Before I started writing novels, I used to write plays for radio and stage. It’s a completely different discipline and I’ve been feeling that I’d like to get back to it for a change. The thing that’s set me thinking about it, though, is the fact that I’m writing a sequel to The Figurehead and part of the action concerns the visit of a theatrical troupe to Aberdeen in 1842. It’s meant that I’ve had to revisit 19th century drama, which was the subject of my Ph.D. thesis and I’ve been reminded of how passionate audiences were then about plays.
The most popular form was melodrama and, in France in the 1830s (when revolutionary spirits were high), the theatre was a literal battle ground between the Romantics and the Traditionalists.

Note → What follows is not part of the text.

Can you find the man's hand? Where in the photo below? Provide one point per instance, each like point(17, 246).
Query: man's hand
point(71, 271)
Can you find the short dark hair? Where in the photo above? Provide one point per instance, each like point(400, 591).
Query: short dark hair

The opening line of Victor Hugo’s Hernani (famous for the ‘Battles of Hernani’ that erupted in the audience night after night) throws down a gauntlet because the play’s written in a verse form called alexandrines which followed strict rules (until Hugo started loosening them). They were self-contained lines of 12 syllables and their meaning should never run on into the following line. But Hugo’s play begins with an old servant asking:
Serait-ce déjà lui? (Un coup.) C’est bien à l’escalier
Dérobé.
Which, very loosely translated, is :
Is he here already? (A knock on the door.) That’s certainly from the hidden
Staircase.
Splitting the noun and adjective in that way was a direct challenge and there was uproar immediately. Different parts of the audience threw cabbages and even worse things at one another.
In another part of the play, the king asks a courtier ‘What time is it?’ Cue more uproar because that’s not how kings speak. And when the courtier replies ‘Nearly midnight’, the traditionalists go bananas because courtiers would never be so familiar with monarchs. A contemporary English melodrama showed the way with the same sort of Q & A.
– Is midnight passed?
– Long since. Just as we crossed the glen the monastery chime swang heavy with the knell of yesterday.
Melodrama had its own language, its own range of gestures. Audiences knew what characters were thinking (or, more often, emoting) without any words being said. But the interesting thing is the degree of passion the theatre aroused. There’s one anecdote which illustrates it perfectly.
Antony was a play written by Alexandre Dumas. It was a huge success and had full houses every night. The character of Antony, played by the famous actor Bocage, loves Adèle d’Hervey, played by the sensational Marie Dorval. Adèle is married with a daughter but Antony wants her to run away with him. They’re madly in love but Adèle refuses to leave her daughter. In the last act, Antony tracks her down to an inn and enters her room. Her husband’s on his way to join her and, just as Antony is about to drag her away by force, there’s a knock on the door. It’s the husband. If he comes in and finds them together, she’ll be dishonoured (even though they haven’t done anything). Adèle says Antony must kill her to save her honour. He kisses her and stabs her, the door crashes open and the husband sees his dead wife. Antony says ‘Yes. Dead. She was resisting me. I killed her’. Whereupon, the curtain falls to thunderous applause. End of play. That last line became famous and crowds continued to flock to the theatre to see and hear it.
But …
One night, an over-eager stagehand dropped the curtain when the husband came in and struck his horrified pose. There was no time for Bocage to say the line. The audience went crazy, screaming and yelling for the curtain to go up again, threatening all sorts of mayhem and refusing to leave the theatre. The trouble was that Bocage was already getting changed. He’d started taking off his makeup and refused to go back on stage. But the gallant Marie Dorval saved the day. She told the stagehand to raise the curtain again. He did and she staggered to her feet from her prone position, limped to the front of the stage and said ‘Yes. Dead. I was resisting him. He killed me’. The audience loved it and went home even happier than if they’d heard the line spoken by Antony.
You don’t find baying crowds nowadays except at football matches, so that sort of passion has disappeared even though theatre is still capable of generating intense catharsis. But the anecdote demonstrates how theatre can, at the same time, be unbearably intense and fundamentally absurd. That really was a willing suspension of disbelief.